A Turning Point for Lafayette’s Housing Future
Why This Housing Study, and Why Now?
Lafayette has reached an important crossroads. Over the past several years, community planning efforts—spanning neighborhood revitalization. homelessness coordination, development advisory committees, public-private planning tables, and economic development strategies—have all pointed the same truth:
Lafayette needs a comprehensive, data-grounded housing study to guide the next decade of decisions.
Across every discussion, whether about infill development, workforce housing, aging neighborhoods, or affordability pressures, one theme continued to surface:
We cannot solve what we cannot clearly see.
Stakeholders across Lafayette expressed a shared need for deeper clarity:
- Are we producing the types of housing our residents actually need?
- Which neighborhoods are most vulnerable to displacement or disinvestment?
- Where can the next generation of deeply affordable or senior housing be built?
- What tools do we need to preserve affordability and attainability?
- What stands in the way of developers who want to build in the urban core?
- How do we align data across agencies for better decision-making?
For the first time, Lafayette’s private, public, nonprofit, philanthropic, and civic institutions reached a unanimous understanding:
A single, unified, citywide Housing Needs Assessment must be the next step.
How We Got Here
This effort is the culmination of two years of sustained momentum, shaped by the input of dozens of organizations and hundreds of conversations.
Fall 2024:
The first draft of the Housing Needs Assessment scope was shared with multiple local partners – including housing practitioners, Lafayette Consolidated Government’s Housing Infill Subcommittee, One Acadiana’s Urban Revitalization Committee, Creating Equitable Communities partners, Acadiana Regional Coalition on Homelessness and Housing, and the Homeless to Housed Coalition.
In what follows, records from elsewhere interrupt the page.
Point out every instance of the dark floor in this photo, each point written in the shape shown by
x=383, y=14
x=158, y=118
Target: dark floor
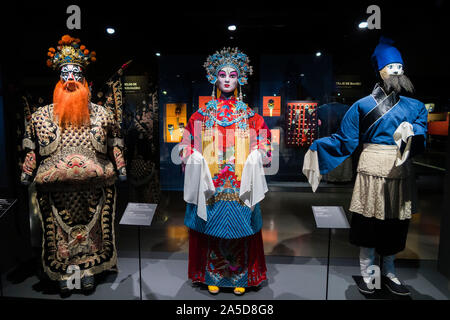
x=296, y=252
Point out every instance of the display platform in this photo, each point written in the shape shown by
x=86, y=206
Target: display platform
x=290, y=278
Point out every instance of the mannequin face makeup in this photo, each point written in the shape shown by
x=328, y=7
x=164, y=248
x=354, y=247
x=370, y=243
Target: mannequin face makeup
x=227, y=79
x=71, y=72
x=391, y=69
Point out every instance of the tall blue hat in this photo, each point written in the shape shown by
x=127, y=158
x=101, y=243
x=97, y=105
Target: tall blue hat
x=385, y=54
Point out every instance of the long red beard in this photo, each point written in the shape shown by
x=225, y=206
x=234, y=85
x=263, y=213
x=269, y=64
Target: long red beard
x=71, y=107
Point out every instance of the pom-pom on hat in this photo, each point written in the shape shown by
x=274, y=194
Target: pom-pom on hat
x=69, y=51
x=385, y=53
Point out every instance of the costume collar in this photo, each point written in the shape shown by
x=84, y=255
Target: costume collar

Their feedback sharpened the vision and expanded the scope.
Early 2025:
Stakeholders asked for additional depth:
- Public housing analysis
- Voucher system evaluation
- Aging stock and lead-risk review
- Displacement concerns
- Zoning nonconformities
- Early development wins
Fourteen new scope elements were added in response.
Mid-2025 Housing partners confirmed the need for a shared roadmap grounded in:
- Hard data
- Community voice
- Market realities
- Regulatory constraints
- Culture context
- Feasibility, not just theory
This RFQ you see today is the product of that collective vision.
What This Study Will Do
The Housing Needs Assessment and Feasibility Study will provide Lafayette with its clearest picture yet of where we are, where pressures are emerging, and what levers exist to shape a strong housing future.
The study will deliver:
- A Comprehensive Understanding of the city of Lafayette’s Housing Landscape – Demographics, housing supply, affordability, cost burdens, aging stock, and housing production.
- Analysis of Housing Gaps and Vulnerabilities – Affordability gaps across income levels, displacement pressures, preservation risks, distress indicators.
- Geographic and Spatial Insight – Housing distribution, opportunity access, environmental risk, and neighborhood-level mapping.
- Feasibility Study of Priority Development Opportunities – Deeply affordable, supportive, workforce, senior, and mixed-income opportunities-paired with financial feasibility and zoning review.
- Policy and Program Recommendations – Tools to expand housing choice, mitigate displacement, support “small-scale and beyond” development, and provide early wins.
Request for Qualifications
Who Should Apply
We welcome responses from firms with expertise in:
- Housing market research & policy analysis
- Urban planning & community development
- Market analysis & financial modeling
- GIS mapping & spatial analytics
- Stakeholder engagement
- Feasibility studies across housing types
- Louisiana or Southern regional housing dynamics
A Collaborative Effort
The RFQ will be hosted by the Community Foundation of Acadiana and contracted through the Lafayette Public Trust Financing Authority, supported by the Lafayette Housing Partnership – a coalition of public, private, nonprofit, civic, and philanthropic organizations
committed to aligning data, sharing resources, coordinating strategies, and building a housing system that works for all residents of Lafayette.
The partnership will support access to data, stakeholder networks, and institutional knowledge throughout the study.
This is not just a study.
It is the beginning of a new chapter – one where housing policy, development, public finance, and neighborhood stewardship move forward together.